The only ever water cooled one I have come across is the large Gert Litty # VST 45, which as far as I can remember I sent you the plans for a while back.

Brian,

The fuel that I used for flamelickers was the same as the one Cogsy uses, it burns with a clear light blue flame. I also used industrial methylatd spirit which is basically the same as the purple couloured meths you can buy in the shops over here except it is clear and doesn't have the anti drinking ingredient.
I have also tried using gas to very good effect on my Jan Ridders double one and also this one, a Scott, which is destined to become finished in the near future. The only problem with the Ridders one is that it started to carbon up after about 10 minutes, maybe because I didn't make a clean enough burner, just a hole in tthe end of a pipe, but it did run well on it.

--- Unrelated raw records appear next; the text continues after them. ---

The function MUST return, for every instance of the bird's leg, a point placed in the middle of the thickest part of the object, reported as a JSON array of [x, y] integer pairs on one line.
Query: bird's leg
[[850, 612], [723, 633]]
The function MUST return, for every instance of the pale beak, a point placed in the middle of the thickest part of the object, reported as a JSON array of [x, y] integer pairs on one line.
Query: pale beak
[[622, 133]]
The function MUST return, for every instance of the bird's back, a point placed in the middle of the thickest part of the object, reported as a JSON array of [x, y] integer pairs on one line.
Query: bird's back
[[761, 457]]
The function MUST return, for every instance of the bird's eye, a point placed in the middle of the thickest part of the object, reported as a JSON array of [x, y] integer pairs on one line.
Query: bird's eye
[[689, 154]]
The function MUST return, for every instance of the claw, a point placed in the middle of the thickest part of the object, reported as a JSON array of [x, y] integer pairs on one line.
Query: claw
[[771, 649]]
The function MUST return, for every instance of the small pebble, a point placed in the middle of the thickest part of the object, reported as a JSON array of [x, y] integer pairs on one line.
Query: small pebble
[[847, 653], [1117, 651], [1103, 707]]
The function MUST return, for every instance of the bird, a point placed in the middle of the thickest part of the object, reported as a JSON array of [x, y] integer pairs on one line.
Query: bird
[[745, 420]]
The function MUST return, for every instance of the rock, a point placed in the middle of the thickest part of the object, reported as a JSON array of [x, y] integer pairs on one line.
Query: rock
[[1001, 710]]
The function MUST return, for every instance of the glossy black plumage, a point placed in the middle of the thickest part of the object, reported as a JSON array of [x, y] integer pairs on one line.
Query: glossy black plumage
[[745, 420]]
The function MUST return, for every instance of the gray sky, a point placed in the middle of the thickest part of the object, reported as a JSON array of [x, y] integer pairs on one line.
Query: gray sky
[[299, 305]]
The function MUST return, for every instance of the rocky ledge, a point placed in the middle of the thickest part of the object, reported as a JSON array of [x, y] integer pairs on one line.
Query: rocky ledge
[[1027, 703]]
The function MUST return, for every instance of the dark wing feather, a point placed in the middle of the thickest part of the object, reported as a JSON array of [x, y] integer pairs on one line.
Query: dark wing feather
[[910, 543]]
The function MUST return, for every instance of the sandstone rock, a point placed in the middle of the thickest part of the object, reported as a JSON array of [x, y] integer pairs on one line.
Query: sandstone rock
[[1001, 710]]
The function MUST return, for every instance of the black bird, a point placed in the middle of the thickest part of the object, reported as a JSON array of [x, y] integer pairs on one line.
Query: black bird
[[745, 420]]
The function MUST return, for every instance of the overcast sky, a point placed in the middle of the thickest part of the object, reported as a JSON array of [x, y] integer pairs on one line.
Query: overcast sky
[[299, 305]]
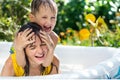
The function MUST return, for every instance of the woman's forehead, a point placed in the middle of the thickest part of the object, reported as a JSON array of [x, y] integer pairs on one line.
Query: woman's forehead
[[47, 7]]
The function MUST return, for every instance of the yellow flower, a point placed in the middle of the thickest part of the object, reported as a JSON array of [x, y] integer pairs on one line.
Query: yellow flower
[[101, 25], [62, 33], [84, 34], [90, 17]]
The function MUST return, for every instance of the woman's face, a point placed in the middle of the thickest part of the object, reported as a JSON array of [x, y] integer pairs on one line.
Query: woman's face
[[36, 51], [45, 18]]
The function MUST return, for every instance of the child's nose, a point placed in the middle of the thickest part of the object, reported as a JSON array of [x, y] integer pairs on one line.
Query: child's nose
[[39, 50]]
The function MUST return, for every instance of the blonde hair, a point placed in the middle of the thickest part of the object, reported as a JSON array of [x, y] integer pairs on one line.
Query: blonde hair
[[36, 4]]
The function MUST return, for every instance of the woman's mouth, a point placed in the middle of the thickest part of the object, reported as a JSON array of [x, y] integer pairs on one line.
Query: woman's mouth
[[40, 57], [47, 29]]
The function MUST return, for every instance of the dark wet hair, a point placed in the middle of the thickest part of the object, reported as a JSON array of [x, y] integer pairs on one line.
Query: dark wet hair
[[35, 28], [38, 3]]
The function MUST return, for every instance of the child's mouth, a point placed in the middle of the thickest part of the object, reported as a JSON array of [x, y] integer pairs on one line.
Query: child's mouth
[[40, 56], [47, 29]]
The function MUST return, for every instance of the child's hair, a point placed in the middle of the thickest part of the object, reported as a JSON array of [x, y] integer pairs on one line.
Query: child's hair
[[36, 29], [36, 4]]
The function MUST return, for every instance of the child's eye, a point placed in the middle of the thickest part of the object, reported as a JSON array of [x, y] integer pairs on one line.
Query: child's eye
[[44, 17]]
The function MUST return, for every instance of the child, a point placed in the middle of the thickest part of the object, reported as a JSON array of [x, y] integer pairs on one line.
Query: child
[[44, 13], [36, 51]]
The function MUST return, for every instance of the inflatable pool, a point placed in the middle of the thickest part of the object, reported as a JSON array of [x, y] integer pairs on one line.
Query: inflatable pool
[[77, 62]]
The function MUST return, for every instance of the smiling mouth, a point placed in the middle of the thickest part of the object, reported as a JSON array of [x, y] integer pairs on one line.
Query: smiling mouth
[[47, 29], [41, 56]]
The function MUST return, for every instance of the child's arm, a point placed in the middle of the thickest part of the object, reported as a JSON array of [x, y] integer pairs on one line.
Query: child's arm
[[50, 41], [20, 42], [7, 69]]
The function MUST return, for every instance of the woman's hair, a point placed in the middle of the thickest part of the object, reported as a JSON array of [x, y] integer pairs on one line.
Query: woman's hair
[[36, 4], [36, 29]]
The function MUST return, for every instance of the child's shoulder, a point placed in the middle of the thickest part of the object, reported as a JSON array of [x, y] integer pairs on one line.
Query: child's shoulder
[[54, 37]]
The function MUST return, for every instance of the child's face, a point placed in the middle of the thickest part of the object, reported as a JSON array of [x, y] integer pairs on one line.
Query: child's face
[[36, 52], [45, 18]]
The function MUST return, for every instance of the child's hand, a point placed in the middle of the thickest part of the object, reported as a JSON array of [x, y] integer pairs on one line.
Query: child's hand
[[50, 46], [22, 39]]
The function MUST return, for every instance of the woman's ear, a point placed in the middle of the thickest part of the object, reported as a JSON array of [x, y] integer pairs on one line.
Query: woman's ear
[[31, 17]]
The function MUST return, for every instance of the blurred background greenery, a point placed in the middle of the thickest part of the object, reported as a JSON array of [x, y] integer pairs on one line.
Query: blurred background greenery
[[80, 22]]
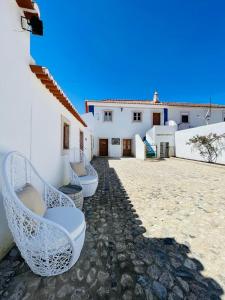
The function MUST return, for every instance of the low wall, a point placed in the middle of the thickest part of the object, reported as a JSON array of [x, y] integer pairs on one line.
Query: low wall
[[186, 151]]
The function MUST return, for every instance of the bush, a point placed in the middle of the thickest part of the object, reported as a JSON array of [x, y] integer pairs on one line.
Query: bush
[[209, 146]]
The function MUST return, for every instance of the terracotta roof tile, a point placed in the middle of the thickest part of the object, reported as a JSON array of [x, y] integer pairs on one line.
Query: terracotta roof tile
[[48, 81], [150, 102]]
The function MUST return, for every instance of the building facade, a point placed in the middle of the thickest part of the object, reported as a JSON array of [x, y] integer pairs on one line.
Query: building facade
[[36, 117], [121, 126]]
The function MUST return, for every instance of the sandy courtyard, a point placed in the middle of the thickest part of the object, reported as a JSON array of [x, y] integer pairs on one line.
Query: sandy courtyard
[[180, 199]]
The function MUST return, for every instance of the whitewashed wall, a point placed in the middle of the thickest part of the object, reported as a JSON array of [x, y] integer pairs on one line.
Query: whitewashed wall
[[186, 151], [159, 134], [123, 127], [30, 117]]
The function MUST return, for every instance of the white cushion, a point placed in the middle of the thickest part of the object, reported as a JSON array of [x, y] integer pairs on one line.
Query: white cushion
[[71, 218], [32, 199], [79, 169], [88, 179]]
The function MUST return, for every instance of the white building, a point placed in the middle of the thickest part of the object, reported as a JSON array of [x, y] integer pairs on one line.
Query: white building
[[36, 118], [137, 127]]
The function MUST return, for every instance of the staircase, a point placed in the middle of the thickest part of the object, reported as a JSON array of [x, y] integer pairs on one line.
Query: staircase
[[149, 150]]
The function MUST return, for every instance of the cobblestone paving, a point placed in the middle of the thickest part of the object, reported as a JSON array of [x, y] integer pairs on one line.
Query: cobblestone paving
[[118, 261]]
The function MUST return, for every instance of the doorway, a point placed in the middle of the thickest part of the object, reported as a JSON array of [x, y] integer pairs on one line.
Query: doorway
[[103, 147], [81, 140], [156, 119], [127, 147], [164, 150]]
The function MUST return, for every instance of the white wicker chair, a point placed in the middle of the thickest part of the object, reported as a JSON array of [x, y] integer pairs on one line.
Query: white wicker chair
[[89, 182], [51, 244]]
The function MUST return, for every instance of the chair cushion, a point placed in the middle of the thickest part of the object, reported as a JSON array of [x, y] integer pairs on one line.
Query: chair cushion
[[88, 179], [79, 169], [32, 199], [70, 218]]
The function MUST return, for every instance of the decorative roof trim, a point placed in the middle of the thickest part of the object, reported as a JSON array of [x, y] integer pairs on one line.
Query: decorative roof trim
[[28, 4], [48, 81], [151, 102]]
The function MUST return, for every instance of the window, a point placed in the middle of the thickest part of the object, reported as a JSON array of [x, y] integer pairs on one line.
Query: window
[[66, 136], [185, 118], [137, 116], [107, 116]]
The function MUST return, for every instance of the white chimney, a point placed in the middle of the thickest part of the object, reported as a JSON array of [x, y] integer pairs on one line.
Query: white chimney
[[156, 97]]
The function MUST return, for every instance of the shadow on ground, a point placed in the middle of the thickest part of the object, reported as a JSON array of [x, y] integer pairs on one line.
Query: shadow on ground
[[117, 261]]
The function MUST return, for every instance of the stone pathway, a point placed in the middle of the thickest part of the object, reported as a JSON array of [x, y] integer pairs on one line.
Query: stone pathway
[[117, 262]]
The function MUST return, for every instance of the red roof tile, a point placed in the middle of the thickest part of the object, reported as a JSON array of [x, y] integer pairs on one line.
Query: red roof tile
[[150, 102], [45, 77]]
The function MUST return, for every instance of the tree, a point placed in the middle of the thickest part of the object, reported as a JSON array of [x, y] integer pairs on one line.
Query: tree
[[209, 146]]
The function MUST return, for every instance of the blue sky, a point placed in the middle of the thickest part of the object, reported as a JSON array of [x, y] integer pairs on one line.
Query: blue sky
[[128, 48]]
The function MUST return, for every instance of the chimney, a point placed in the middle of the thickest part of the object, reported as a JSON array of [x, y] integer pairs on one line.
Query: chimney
[[156, 98]]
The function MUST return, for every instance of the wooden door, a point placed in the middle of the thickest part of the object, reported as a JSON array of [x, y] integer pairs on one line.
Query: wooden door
[[126, 147], [164, 150], [156, 119], [103, 147], [81, 140]]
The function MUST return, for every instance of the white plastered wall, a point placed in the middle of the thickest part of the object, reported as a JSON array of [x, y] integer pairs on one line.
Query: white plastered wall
[[30, 117]]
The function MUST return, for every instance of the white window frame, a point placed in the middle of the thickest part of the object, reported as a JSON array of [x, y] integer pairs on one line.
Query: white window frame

[ame]https://www.youtube.com/watch?v=Mi_T60n52jg[/ame]


John
 
The sun is shining---the birdies are singing--All is well at the Rupnow house!!! I finally got my Poppin to run the way I wanted. What did I do to make this happen? First of all I disconnected the valve mechanism completely and removed the con rod and piston. A flip of the flywheels would only make them run for about 15 seconds.---What?--That can't be right. I loosened off the two #2-56 bolts that clamp the straps on top of the bearings and tried again. Flywheels would now spin for over 60 seconds. I remounted the con rod and piston, and then the flywheels would spin for about 12 seconds. I remounted the valve mechanism and a flip of the flywheels would only make it free-wheel for about 3 to 4 seconds. I wasn't happy with the piece of 0.026" spring wire I had mounted as per Dr. Senft's instructions. (actually he called for 0.020" spring wire, but I was only able to get 0.026") I made up a hub for the "off" side of the cross-shaft and hooked up a very light tension spring to replace the .026" spring wire. At first the tension spring was too weak to totally open the valve, but I kept cutting off coils until it was just strong enough. that seems to have done the trick. Engine fired right up as you see in the video. I don't know what the honking and squealing noises are, but I put that down to the 0.002" thick valve. I don't care if it honks a bit.--I've got a runner!!!!!
[ame]https://www.youtube.com/watch?v=UXn6zJBG1h8&feature=youtu.be[/ame]
 
"If the valve is to thick it will prevent adequate exhausting although Iv used 4 thou and prefer to use feeler gauges the metal just seems that bit better"
Would be interesting to know if anyone out there has tried heat treating shim stock to stiffen it up a tad? When I heat it to a high blue, ~ 600 f, it seems to stiffen but warps because I don't have a controllable heat source.

Ray M
 
Ray--If you want stiffer shim stock, cut up a set of feeler gauges. I have had a bit of a chance to calm down since this mornings run, and set the engine up on an old textbook . That cuts down on a lot of the noise generated by the desk it is setting on (Like an echo chamber). The audio pickup on my camera is super sensitive, the engine runs much quieter than it sounds in the video. Most of the honking and squealing sounds have gone away.
[ame]https://www.youtube.com/watch?v=frwkskWA1ZU&feature=youtu.be[/ame]
 
Brian,

As always, I knew you'd get there. That is a pretty and pretty-well-running engine.

Congratulations and thanks for posting the whole build thread.

--ShopShoe

P.S.: If I don't get around to building a whole one of these engines someday, I might copy just your tapered cylinder: I like the look of it.